Yan is the first Chinese national the U.S. has ever added to its “consolidated priority organization target” list of individuals thought to command the world’s most prolific drug-trafficking and money-laundering networks. Investigators say his strategy was to offer fentanyl-like compounds called analogues — which differ slightly on a molecular level but produce similar effects — in order to exploit discrepancies between the laws in the U.S. and China. Rosenstein expressed optimism that his Chinese counterparts would hold Yan accountable.

But if Yan doesn’t resemble a stereotypical drug lord, neither is fentanyl your average drug. It has upended how traffickers conduct business and how such activity gets policed. Bloomberg News examined hundreds of pages of court documents and government reports and interviewed drug dealers and law officers, retracing a byzantine path that took investigators from a Mississippi parking lot all the way to Wuhan.

Fentanyl’s astronomical profit margins have driven its rapid spread. When Gibbons and Metcalf went undercover, they bought a kilogram from China for $3,800, which, when turned into tablet form, could fetch on the street up to $30 million. Compare that with a kilo of heroin, which wholesales for about $50,000 in Gulfport and generates a profit of just $200,000.

“Fentanyl is a smuggler’s dream,” said Scott Stewart, a former U.S. State Department special agent who’s a vice president at Stratfor, a global intelligence firm. “It’s compact. It’s valuable. It’s fantastic for the smugglers and it’s terrible for law enforcement.”
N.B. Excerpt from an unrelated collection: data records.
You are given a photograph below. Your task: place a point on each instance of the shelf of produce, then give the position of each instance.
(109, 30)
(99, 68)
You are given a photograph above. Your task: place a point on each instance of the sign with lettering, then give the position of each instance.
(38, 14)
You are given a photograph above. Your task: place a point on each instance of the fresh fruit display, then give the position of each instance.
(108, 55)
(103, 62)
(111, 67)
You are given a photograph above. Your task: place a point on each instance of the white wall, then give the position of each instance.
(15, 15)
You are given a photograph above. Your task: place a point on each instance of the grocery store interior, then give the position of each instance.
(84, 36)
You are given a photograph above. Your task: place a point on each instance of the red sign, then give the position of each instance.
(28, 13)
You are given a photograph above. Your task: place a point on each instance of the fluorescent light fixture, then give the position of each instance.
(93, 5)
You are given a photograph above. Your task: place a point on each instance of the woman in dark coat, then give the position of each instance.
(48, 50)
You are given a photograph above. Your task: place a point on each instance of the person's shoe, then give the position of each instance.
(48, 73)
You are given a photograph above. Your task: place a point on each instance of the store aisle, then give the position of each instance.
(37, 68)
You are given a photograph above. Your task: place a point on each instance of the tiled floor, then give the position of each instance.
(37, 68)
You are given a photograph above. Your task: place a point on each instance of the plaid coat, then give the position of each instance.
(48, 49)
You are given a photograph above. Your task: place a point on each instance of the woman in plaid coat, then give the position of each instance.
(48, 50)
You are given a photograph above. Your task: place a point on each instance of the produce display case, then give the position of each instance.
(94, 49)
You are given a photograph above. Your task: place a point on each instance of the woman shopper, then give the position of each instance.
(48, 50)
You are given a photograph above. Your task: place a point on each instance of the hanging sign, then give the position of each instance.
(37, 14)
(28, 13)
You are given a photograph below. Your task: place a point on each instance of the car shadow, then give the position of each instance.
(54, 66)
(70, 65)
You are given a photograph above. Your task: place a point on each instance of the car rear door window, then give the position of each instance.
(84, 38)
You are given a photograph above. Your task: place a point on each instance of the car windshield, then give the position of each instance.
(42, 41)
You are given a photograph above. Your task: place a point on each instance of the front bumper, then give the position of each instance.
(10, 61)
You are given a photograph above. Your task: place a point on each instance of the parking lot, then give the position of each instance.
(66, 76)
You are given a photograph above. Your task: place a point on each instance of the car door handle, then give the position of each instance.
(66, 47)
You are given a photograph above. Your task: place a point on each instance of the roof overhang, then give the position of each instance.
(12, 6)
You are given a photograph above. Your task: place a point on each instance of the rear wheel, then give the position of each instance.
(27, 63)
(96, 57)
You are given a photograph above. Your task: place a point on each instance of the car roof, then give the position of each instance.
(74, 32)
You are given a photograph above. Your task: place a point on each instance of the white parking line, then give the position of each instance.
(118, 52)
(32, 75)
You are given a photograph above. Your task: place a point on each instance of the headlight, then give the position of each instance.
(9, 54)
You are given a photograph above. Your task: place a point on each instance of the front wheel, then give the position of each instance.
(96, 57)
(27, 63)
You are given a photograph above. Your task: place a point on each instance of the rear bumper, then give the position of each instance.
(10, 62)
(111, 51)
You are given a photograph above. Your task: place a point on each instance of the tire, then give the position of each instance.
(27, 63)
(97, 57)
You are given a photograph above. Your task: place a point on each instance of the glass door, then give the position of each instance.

There’s no need to grow vast fields of opium poppies, which must be defended against weather, competitors and government eyes. Raw materials and equipment are cheap. Synthesis takes about a week and requires neither heat nor skills more sophisticated than following a recipe. And in recent years, rogue chemists have unearthed instructions for analogues that researchers discovered decades ago but never put into legitimate use. Sellers offer these variations before governments can outlaw them. Potency and purity vary: One dose may produce a euphoric high, while another kills immediately.

Most fentanyl on America’s streets isn’t made for pharmaceutical use and then diverted. According to the DEA, it’s illicitly manufactured in overseas laboratories. Mexican cartels play an increasingly prominent role, using networks established for heroin and methamphetamine. But U.S. officials say most originates in China, one of the world’s top manufacturers and exporters of raw pharmaceutical ingredients.